An occilating charge creates an electromagnetic wave of speed $$\frac{1}{\sqrt{\epsilon_0\mu_0}}$$.

Since Maxwell's equations hold for gravitomagnetism, an occilating mass should create a gravitomagnetic wave with the speed $$\sqrt{\frac{4\pi G}{\mu_g}}$$. (mu_g is a "gravitomagnetic vacuum permeability")

If this is so, what are the properties of gravitomagnetic waves?

2. Sep 2, 2009

### Jonathan Scott

Changes in the gravitational field propagate at the speed of light, the same as for electromagnetism. These include both linear components (equivalent to electric field) and rotational components (equivalent to magnetic field).

Creating a detectable gravitational wave is difficult because of conservation of energy and momentum; you can only make a mass wobble significantly by using another mass and a supply of energy, but as that must be around the same location, it means that the overall energy is unchanging and the best you can do is change its orientation or shape, causing tidal effects.

3. Sep 2, 2009

Staff Emeritus
I've not heard of such a thing, but if this is the case, it can't be correct. Maxwell's equations support dipole radiation. Gravity has no dipole radiation; the lowest multipole is quadrupole.

4. Sep 2, 2009

5. Sep 2, 2009

### Jonathan Scott

Yes, but as I explained (obviously not clearly enough) you can't create the same sort of first-order waves as in electromagnetism, because there isn't a way of moving masses around without using other masses and energy. That is, there is simply no way to "wobble" the center of mass of a complete system.

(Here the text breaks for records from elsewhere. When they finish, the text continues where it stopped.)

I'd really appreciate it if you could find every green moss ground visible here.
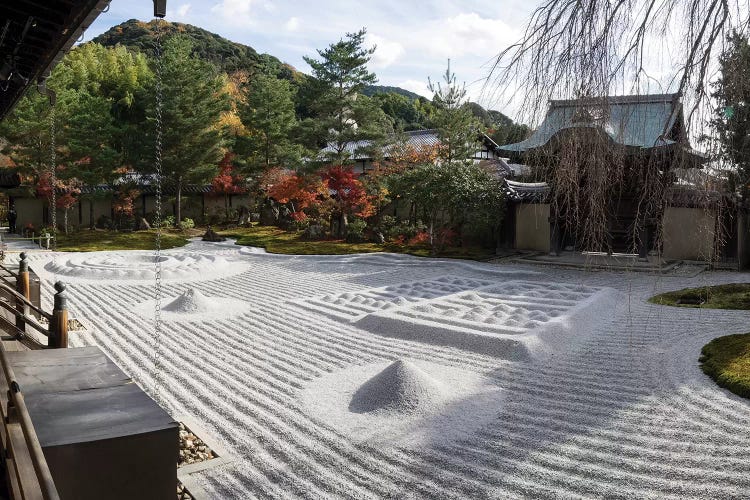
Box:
[700,333,750,398]
[219,226,494,260]
[649,283,750,310]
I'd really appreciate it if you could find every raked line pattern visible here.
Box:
[32,250,750,499]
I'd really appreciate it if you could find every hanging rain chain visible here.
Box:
[153,19,164,395]
[49,105,57,251]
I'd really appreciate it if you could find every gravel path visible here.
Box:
[26,245,750,498]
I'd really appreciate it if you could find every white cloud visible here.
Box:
[396,80,432,99]
[211,0,253,25]
[284,17,299,31]
[365,33,404,68]
[407,12,520,59]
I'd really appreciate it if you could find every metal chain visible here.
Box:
[153,19,164,394]
[49,105,57,251]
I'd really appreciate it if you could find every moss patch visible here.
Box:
[649,283,750,310]
[700,333,750,398]
[57,229,188,252]
[219,226,494,260]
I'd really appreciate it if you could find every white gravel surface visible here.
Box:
[20,244,750,498]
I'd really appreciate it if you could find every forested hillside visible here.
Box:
[92,19,528,143]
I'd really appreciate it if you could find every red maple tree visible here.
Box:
[320,165,375,217]
[211,152,247,219]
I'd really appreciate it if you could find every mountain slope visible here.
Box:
[92,19,301,80]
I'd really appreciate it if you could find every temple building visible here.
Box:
[499,94,736,260]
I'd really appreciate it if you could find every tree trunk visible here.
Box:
[174,177,182,227]
[430,217,437,256]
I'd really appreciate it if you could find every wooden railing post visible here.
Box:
[16,252,31,332]
[48,281,68,348]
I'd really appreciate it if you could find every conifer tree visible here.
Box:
[304,28,392,166]
[141,36,229,225]
[234,74,301,173]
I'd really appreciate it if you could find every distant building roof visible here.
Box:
[321,129,500,161]
[505,179,550,203]
[500,94,697,156]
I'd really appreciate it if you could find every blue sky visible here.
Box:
[84,0,537,114]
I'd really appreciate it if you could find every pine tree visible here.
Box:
[304,28,392,165]
[234,74,301,173]
[712,33,750,206]
[429,60,480,164]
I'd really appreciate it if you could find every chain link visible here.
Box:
[153,19,164,394]
[49,105,57,251]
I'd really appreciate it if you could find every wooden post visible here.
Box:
[47,281,68,349]
[548,216,560,257]
[638,220,649,262]
[16,252,31,332]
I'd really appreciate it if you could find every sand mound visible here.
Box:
[44,250,248,281]
[163,288,222,314]
[349,360,445,413]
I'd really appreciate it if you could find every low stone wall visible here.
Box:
[515,203,550,252]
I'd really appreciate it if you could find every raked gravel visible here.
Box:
[19,245,750,499]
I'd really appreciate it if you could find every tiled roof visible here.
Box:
[321,129,499,161]
[500,94,689,153]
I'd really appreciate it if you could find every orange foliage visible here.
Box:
[321,165,375,217]
[267,169,328,212]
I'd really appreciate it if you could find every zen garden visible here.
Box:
[0,0,750,500]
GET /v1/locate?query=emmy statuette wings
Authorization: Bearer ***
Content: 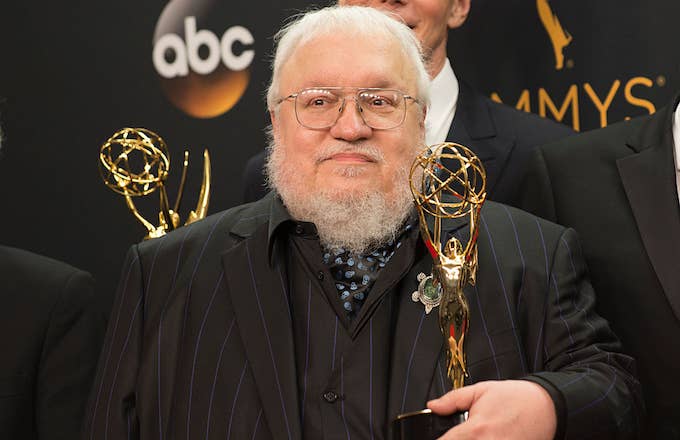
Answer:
[99,128,210,239]
[409,143,486,389]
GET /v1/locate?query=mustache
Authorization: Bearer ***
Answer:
[314,143,385,163]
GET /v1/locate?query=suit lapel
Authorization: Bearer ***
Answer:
[446,82,515,198]
[222,223,301,439]
[617,100,680,319]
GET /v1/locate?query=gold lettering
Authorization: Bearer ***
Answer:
[583,79,621,127]
[623,76,656,115]
[538,84,581,131]
[536,0,572,70]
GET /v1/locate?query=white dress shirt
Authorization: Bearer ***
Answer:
[425,58,459,145]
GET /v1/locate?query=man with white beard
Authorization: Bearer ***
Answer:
[84,7,640,439]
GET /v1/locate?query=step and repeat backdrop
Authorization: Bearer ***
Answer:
[0,0,680,296]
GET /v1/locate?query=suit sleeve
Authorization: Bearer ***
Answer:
[518,148,556,222]
[82,246,143,440]
[528,229,643,439]
[35,270,106,439]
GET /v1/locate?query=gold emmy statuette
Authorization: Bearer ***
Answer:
[394,143,486,440]
[99,128,210,240]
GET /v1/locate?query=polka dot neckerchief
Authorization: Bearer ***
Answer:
[323,224,413,319]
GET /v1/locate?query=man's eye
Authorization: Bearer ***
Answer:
[309,98,328,107]
[362,94,394,108]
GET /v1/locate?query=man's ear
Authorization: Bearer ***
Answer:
[446,0,472,29]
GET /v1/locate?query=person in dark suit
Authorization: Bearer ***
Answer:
[522,96,680,439]
[83,7,641,439]
[243,0,573,206]
[0,246,106,440]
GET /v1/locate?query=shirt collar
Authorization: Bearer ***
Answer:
[425,58,460,145]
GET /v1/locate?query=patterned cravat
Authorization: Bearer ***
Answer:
[323,224,412,319]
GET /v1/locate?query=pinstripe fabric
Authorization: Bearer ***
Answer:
[84,197,640,440]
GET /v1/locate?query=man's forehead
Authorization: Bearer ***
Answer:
[282,35,415,89]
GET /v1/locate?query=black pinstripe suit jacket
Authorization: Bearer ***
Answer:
[84,195,640,439]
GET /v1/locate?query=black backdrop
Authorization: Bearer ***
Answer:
[0,0,680,304]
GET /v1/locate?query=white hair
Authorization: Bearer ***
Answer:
[267,6,430,111]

You can spread mass out in different ways; for example a pair of masses aligned towards the observer has a slightly different gravitational field from a pair of masses with the same center of mass aligned tangentially to the direction to the observer, so by rapidly rotating one mass around another you can create a very slight change. However, the whole gravitomagnetism scheme is a linear approximation and I don't think that this type of tidal change (quadrupole radiation) can be described within it.

6. Sep 2, 2009

### espen180

Okay, now I understand that gravitomagnetic waves are a more complicated story than electromagnetic ones. I have some questions though.

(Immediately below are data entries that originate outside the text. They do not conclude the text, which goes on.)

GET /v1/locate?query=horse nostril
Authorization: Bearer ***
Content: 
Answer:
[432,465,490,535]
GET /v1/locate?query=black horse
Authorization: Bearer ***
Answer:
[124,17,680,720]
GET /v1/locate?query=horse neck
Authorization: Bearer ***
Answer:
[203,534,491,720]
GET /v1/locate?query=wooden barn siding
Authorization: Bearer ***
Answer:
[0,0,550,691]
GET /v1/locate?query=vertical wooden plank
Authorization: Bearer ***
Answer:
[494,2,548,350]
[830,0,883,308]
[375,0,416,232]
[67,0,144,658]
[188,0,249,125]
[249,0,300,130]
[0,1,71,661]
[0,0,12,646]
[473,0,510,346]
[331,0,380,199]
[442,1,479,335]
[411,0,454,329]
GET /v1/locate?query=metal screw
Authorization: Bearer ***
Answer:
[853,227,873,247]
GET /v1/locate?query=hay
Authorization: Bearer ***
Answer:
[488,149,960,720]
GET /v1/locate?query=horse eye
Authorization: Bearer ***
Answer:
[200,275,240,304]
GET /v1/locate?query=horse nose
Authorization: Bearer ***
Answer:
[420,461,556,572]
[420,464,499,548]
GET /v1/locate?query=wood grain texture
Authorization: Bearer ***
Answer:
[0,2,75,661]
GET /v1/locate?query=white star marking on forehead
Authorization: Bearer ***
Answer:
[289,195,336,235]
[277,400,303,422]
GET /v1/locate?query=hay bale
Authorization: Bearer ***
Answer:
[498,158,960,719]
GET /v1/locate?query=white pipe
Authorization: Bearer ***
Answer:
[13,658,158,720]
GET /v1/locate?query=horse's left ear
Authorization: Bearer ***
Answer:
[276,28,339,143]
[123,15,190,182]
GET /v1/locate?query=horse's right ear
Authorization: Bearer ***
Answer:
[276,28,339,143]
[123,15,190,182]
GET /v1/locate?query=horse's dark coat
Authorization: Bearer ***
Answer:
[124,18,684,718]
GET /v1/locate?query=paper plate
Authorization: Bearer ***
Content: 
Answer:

One thing I don't right understand is why the center of mass of a system can't be wobbled. Are you refering to the conservation of momentum? In that case, a pendulum fastened to the ground would not be a complete system by itself, because I have to take it's effect on the Earth into account as well?

Also, I find it difficult to understand why utilizing mass and energy in order to occilate another mass is a problem when trying to make gravitomagnetic waves. Is it related to the above paragraph?

7. Sep 3, 2009

### Jonathan Scott

Yes, a pendulum is not a complete system. Neither is a rocket, if you fail to include its exhaust gases or other propellant.

From a sufficient distance, the gravitational effect of any system is equivalent to the effect of its total energy located at its center of mass. Since conservation laws mean that there is no way to wobble that center of mass, there is no way to create waves equivalent to those produced by wobbling a charge.

Even if you push and pull something using a long thin rod, you are still transferring energy, and the complete system including that energy and whatever the pushing or pulling is working against still has the property of having constant total energy and momentum, and a center of mass which has a fixed velocity.